Milliyetçi Hareket Partisi olarak seçim beyannamemizde, yatırımların ve üretimin artırılması için ekonomik tedbirler yanında idari işleyişe ve yargılama sürecinin hızlandırılmasına ilişkin hukuki tedbirlerin alınacağı belirtilmiştir.
Kanun tasarısıyla, iflasın ertelenmesi müessesesinin kaldırılarak konkordato kurumunun revize edilmesi ve elektronik tebligat zorunluluğu kapsamının genişletilebilmesine yönelik hükümlerin yer aldığı kapsamlı bir düzenleme yapılmaktadır. Yapılan en önemli değişiklik şüphesiz ki iflas erteleme kurumunun yürürlükten kaldırılmasıdır.

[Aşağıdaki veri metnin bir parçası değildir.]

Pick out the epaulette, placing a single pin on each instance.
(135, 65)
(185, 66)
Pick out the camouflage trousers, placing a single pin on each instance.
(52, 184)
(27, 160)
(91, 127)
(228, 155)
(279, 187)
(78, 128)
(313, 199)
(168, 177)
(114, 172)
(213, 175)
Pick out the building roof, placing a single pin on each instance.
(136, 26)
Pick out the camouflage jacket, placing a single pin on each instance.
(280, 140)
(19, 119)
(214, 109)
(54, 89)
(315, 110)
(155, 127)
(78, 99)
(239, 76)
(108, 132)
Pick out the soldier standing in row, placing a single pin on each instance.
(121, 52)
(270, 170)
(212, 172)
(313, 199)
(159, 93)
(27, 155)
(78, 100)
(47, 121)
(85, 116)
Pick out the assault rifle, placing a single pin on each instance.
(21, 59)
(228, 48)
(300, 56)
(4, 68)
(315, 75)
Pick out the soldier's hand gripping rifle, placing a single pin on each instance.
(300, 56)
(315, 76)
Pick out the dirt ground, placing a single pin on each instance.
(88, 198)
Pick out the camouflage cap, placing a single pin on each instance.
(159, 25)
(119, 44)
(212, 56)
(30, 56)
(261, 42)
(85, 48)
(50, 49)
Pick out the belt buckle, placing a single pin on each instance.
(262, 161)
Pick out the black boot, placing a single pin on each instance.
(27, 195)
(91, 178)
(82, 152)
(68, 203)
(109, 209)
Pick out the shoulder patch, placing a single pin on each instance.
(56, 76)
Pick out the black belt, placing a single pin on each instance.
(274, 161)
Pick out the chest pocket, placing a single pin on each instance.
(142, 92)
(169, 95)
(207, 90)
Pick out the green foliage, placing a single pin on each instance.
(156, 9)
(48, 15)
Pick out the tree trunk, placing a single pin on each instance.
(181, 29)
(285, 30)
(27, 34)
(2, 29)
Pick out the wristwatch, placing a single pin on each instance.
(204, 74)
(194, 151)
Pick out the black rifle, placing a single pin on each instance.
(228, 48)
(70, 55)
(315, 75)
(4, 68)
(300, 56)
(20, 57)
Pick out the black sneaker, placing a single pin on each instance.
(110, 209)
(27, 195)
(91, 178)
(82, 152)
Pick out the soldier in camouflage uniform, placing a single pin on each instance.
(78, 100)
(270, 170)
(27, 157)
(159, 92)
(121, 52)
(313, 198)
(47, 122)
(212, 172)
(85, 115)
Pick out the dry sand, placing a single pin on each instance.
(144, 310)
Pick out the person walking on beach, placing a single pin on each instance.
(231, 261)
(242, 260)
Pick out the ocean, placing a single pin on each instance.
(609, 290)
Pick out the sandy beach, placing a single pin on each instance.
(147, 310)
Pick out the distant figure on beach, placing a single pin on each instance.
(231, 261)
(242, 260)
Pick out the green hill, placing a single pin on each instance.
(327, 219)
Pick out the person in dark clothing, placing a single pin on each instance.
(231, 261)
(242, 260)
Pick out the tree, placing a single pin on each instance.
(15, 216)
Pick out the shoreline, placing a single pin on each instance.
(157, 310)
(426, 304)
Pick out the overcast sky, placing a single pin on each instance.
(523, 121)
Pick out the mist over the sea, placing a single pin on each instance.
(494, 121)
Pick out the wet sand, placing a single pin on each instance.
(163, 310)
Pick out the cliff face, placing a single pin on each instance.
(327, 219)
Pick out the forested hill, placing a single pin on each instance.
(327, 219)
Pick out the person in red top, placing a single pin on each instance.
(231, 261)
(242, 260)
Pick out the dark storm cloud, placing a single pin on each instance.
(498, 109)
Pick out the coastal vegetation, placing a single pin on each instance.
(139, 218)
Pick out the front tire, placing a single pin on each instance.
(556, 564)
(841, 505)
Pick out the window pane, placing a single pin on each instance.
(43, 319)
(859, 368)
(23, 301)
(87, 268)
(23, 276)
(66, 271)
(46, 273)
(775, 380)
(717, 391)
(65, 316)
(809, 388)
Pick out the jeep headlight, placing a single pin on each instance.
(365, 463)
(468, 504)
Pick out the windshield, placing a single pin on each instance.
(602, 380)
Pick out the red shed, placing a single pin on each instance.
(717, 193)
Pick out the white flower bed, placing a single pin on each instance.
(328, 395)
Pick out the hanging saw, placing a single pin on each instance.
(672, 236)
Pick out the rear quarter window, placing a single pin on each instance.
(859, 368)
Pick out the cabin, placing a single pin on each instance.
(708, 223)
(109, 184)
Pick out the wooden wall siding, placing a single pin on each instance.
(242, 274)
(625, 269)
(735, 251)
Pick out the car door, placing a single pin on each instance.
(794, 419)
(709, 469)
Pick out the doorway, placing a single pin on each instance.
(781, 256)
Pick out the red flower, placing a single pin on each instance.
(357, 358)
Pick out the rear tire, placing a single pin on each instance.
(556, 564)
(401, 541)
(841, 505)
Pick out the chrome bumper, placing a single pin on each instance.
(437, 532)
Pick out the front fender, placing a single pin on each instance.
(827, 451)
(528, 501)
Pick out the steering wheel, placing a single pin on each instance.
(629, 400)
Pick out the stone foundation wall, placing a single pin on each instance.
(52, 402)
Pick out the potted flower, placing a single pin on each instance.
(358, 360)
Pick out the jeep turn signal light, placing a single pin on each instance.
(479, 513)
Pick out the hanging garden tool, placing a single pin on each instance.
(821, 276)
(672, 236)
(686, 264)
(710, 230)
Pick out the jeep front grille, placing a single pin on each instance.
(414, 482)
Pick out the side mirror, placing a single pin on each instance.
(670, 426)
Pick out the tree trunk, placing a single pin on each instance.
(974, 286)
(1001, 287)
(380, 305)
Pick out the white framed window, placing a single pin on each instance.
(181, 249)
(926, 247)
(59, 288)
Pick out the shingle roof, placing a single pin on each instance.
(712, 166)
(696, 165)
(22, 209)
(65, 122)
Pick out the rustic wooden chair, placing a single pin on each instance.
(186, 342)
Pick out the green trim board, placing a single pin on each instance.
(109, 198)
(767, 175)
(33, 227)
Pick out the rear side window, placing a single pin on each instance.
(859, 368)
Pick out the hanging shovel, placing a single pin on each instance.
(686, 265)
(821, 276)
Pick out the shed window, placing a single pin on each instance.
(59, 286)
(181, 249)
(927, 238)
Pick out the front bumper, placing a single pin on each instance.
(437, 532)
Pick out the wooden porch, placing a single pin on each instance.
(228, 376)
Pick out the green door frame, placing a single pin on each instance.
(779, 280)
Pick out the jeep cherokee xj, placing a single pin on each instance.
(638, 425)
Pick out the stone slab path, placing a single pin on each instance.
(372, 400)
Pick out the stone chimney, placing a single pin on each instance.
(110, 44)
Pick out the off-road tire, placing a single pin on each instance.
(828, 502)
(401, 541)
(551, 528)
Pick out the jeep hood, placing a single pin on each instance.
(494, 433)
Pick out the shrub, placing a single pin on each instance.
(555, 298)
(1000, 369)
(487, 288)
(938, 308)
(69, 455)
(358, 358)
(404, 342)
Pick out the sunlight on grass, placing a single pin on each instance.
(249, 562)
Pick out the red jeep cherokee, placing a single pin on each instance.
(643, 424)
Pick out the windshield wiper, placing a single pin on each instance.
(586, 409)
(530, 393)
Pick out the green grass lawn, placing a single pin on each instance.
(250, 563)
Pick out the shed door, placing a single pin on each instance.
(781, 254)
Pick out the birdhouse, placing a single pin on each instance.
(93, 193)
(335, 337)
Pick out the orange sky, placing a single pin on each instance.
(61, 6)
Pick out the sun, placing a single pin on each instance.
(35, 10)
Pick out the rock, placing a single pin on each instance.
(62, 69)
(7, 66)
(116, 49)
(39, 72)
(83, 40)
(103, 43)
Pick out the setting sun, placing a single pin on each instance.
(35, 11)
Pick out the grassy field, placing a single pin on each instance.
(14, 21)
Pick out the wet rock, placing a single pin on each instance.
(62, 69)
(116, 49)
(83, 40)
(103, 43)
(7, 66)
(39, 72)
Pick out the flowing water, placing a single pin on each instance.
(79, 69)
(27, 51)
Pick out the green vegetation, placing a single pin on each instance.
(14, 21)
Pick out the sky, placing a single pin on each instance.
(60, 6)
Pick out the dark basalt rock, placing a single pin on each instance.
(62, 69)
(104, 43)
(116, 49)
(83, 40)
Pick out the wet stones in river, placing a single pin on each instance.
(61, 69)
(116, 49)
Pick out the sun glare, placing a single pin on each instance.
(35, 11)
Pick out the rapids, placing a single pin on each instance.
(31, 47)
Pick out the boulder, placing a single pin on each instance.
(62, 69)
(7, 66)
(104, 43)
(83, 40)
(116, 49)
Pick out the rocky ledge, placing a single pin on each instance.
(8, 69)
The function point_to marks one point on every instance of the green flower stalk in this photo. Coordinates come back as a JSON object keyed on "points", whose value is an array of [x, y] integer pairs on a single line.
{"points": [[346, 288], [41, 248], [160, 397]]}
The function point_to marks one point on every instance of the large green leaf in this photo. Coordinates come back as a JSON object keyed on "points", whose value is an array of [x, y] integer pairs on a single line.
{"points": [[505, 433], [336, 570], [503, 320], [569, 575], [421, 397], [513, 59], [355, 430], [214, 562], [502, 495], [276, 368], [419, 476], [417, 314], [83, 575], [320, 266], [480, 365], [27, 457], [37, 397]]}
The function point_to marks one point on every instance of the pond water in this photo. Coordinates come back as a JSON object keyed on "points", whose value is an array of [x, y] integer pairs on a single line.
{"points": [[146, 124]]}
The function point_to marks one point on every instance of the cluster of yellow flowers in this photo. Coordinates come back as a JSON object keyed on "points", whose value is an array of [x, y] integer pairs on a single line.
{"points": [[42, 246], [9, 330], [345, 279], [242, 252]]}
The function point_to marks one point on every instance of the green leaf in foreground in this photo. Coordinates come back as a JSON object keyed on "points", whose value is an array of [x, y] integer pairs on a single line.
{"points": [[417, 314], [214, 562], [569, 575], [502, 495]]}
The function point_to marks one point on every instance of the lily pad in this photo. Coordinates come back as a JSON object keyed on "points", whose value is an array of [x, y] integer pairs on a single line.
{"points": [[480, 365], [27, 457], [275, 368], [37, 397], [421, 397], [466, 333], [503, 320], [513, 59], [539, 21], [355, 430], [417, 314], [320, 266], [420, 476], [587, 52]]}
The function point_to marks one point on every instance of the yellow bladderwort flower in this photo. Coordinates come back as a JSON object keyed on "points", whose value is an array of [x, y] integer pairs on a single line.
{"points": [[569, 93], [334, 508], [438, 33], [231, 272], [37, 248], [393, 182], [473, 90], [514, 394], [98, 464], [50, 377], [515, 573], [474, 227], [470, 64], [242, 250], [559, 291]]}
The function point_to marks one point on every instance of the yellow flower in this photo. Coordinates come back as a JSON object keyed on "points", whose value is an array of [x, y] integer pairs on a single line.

Ticaret hayatını yakından ilgilendiren ve 1932'den beri yürürlükte olup çok sayıda değişikliklere uğramış olan 2004 sayılı İcra ve İflas Kanunu'nda ticari hayattaki gelişmelere uygun ve yatırım ortamının iyileştirilmesine yönelik tedbirler kapsamında bazı değişikliklerin yapılmasını bir ihtiyaç olarak değerlendiriyoruz. Tasarıyla, iflas ertelemenin kaldırılarak konkordato kurumunun güçlendirilmesi, bu yolla alacaklıların da sürece dâhil edildiği bir sistemle borçlunun ve alacaklının haklarının korunması amaçlanmaktadır. Bir yandan da yapılan düzenlemelerle üretimin devamı yönünde tercihte bulunulmasına imkân sağlanarak borçlunun borcunu kolay ödemesine fırsat verilmekte, alacaklıların mağduriyetinin bir an önce giderilmesi öngörülmektedir.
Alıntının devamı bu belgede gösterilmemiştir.